Spain's Socialist party will sit at the table with the Catalan president's force, Junts per Catalunya (JxCat), for the first time since the November 10 general election.
"It is a gesture of fair play or a minimum parliamentary courtesy that had not taken place until now. On Tuesday I will quickly see whether the meeting will be useful for anything or if it is only for show," JxCat's leader in Madrid, Laura Borràs, has said.
With far-left CUP not willing to join talks, the Socialists will also hold on Tuesday their second meeting with fellow pro-independence Esquerra party (ERC), which came first in Catalonia last month's election.
After meeting for the first time last Thursday, ERC decided to maintain their 'no' vote, but welcomed the fact that the Socialists called the issue in Catalonia a "political conflict."
Dialogue between governments without vetoes
The main pro-independence forces' conditions for backing Sánchez include a commitment to allowing for the Catalan and Spanish governments to engage in dialogue over the independence issue without limiting the discussed topics.
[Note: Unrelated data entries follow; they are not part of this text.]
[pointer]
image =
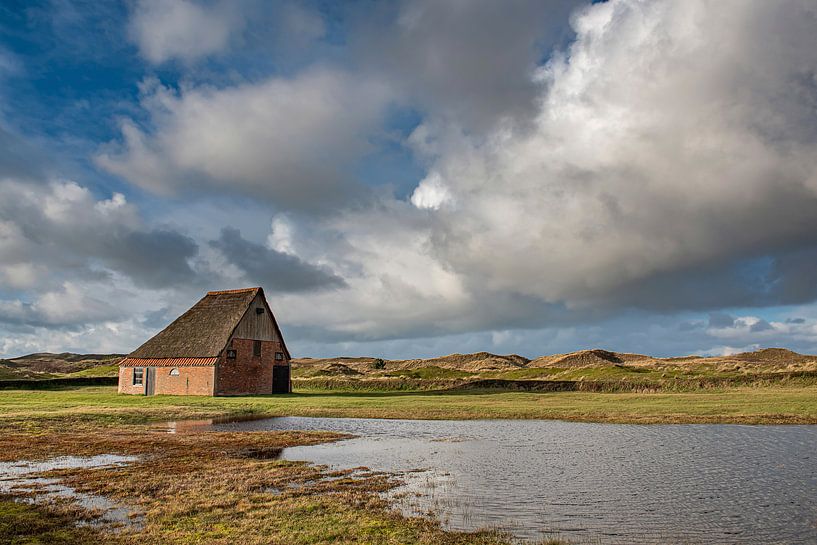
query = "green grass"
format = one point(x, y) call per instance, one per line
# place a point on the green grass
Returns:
point(99, 371)
point(27, 524)
point(429, 373)
point(104, 405)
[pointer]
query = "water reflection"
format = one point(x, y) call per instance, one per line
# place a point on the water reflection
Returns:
point(19, 478)
point(587, 482)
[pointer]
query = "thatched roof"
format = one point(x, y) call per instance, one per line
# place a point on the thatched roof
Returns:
point(202, 331)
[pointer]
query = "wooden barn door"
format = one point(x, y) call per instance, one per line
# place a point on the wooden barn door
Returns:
point(280, 379)
point(150, 381)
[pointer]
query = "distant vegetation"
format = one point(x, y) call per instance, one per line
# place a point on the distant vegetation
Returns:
point(597, 370)
point(45, 365)
point(611, 370)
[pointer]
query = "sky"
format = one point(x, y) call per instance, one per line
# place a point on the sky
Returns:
point(412, 178)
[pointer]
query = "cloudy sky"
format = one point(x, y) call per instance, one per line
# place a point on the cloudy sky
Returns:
point(412, 178)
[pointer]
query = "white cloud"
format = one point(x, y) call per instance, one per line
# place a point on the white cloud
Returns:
point(431, 193)
point(668, 136)
point(182, 29)
point(289, 140)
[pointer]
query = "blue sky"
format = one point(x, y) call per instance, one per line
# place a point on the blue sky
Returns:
point(412, 178)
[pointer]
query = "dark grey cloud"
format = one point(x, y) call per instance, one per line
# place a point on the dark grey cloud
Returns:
point(471, 62)
point(274, 270)
point(153, 259)
point(721, 319)
point(61, 232)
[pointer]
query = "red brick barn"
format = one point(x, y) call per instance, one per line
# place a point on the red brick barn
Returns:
point(227, 344)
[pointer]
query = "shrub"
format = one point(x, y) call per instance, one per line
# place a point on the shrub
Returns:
point(378, 364)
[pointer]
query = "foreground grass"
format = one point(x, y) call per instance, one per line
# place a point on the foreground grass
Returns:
point(213, 488)
point(102, 405)
point(222, 488)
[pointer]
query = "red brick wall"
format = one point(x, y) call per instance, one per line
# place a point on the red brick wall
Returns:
point(247, 374)
point(126, 382)
point(191, 381)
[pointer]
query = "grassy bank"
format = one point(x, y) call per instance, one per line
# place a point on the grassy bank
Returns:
point(101, 405)
point(213, 488)
point(208, 487)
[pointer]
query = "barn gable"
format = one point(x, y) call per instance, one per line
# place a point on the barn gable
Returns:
point(259, 323)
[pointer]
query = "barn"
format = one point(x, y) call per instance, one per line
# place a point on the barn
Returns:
point(227, 344)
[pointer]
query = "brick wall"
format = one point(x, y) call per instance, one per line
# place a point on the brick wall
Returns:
point(247, 374)
point(190, 381)
point(126, 382)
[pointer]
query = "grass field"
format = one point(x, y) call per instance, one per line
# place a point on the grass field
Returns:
point(222, 488)
point(749, 405)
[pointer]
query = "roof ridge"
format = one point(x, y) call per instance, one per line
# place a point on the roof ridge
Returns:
point(240, 290)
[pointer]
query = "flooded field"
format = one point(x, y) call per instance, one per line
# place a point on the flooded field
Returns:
point(591, 483)
point(23, 479)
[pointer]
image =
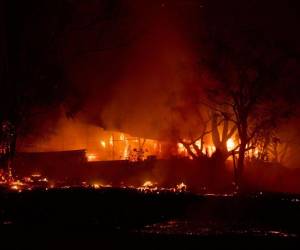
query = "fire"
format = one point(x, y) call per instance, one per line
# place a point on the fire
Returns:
point(181, 187)
point(181, 148)
point(91, 157)
point(103, 144)
point(230, 144)
point(148, 184)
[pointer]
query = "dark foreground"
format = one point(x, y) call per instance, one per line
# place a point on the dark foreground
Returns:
point(78, 218)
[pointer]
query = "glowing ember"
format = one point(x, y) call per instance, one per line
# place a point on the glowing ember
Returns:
point(91, 157)
point(181, 149)
point(230, 144)
point(181, 187)
point(103, 144)
point(96, 186)
point(148, 184)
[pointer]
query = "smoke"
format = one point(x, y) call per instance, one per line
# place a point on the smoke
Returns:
point(136, 88)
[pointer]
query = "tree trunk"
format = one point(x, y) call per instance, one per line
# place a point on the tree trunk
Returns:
point(240, 163)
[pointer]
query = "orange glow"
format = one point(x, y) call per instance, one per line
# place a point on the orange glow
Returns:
point(181, 149)
point(230, 144)
point(181, 187)
point(148, 184)
point(103, 144)
point(91, 157)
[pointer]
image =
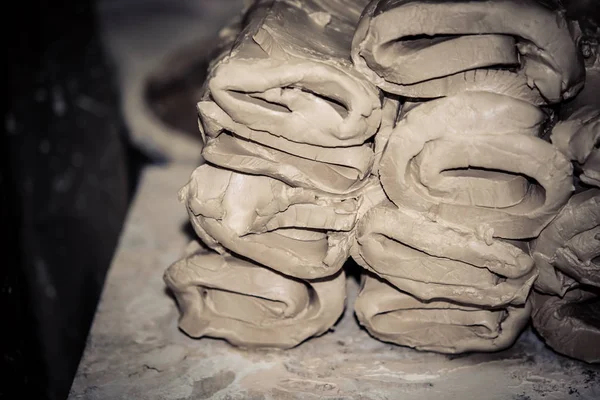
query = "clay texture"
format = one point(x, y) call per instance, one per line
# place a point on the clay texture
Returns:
point(570, 324)
point(286, 102)
point(398, 46)
point(469, 177)
point(291, 230)
point(567, 251)
point(411, 136)
point(395, 316)
point(227, 297)
point(288, 126)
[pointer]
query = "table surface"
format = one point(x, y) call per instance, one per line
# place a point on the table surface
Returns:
point(135, 350)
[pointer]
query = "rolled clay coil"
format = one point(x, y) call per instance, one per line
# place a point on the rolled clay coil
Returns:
point(289, 74)
point(234, 146)
point(568, 249)
point(494, 134)
point(571, 324)
point(394, 316)
point(433, 262)
point(222, 296)
point(577, 135)
point(398, 45)
point(292, 230)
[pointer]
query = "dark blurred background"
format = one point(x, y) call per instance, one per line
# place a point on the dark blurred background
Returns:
point(96, 91)
point(69, 168)
point(67, 179)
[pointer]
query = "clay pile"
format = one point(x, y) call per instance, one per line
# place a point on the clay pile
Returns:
point(566, 300)
point(408, 135)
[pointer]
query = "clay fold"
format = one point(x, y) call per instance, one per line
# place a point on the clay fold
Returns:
point(570, 325)
point(398, 46)
point(568, 250)
point(474, 160)
point(394, 316)
point(431, 261)
point(577, 134)
point(289, 75)
point(292, 230)
point(222, 296)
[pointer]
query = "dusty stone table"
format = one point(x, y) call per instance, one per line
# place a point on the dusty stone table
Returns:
point(135, 350)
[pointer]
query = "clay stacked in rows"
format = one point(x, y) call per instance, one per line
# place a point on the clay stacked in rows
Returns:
point(411, 136)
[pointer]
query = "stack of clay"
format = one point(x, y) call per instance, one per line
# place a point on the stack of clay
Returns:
point(310, 159)
point(566, 301)
point(469, 177)
point(288, 125)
ERC has also proposed that the agreement the talks reach be voted on by Catalans, while JxCat said the negotiations should include an international mediator as well as recognize the party's leaders, current Catalan president Quim Torra and his predecessor, Carles Puigdemont, who is now in exile, as spokesmen.
Deploying a law in force for 13 years
The Socialists have offered to deploy Catalonia's Autonomy Statute law (a basic law establishing the terms of self-rule), according to 'El País' newspaper reports. This, however, is seen as an insufficient move by the pro-independence parties since they believe this should have been the case as the law has been in force since 2006.
Optimism in Unidas Podemos
Meanwhile, the other side in the Spanish left-wing deal, Unidas Podemos, seems to have taken a back seat in the talks with pro-independence parties.
Its leader, Pablo Iglesias, thinks it is likely that the new government is sworn in by Christmas, and praised the "efforts" of ERC and the Socialists to reach a compromise. Their Catalan allies, En Comú Podem, urge the other Catalan forces to put the country's interests "above partisan ones."
Censoring talks with "seditious and fugitives"
On the other side of the political arena, People's Party MP for Catalonia Cayetana Álvarez de Toledo accused Sánchez of promoting an "unconstitutional warming." In her view, Sánchez is engaging in talks with "seditious fugitives."
Some voices in the party suggest that the conservatives should abstain in Sánchez's presidential bid so that the Socialists do not need the support of either Unidas Podemos or the pro-independence forces.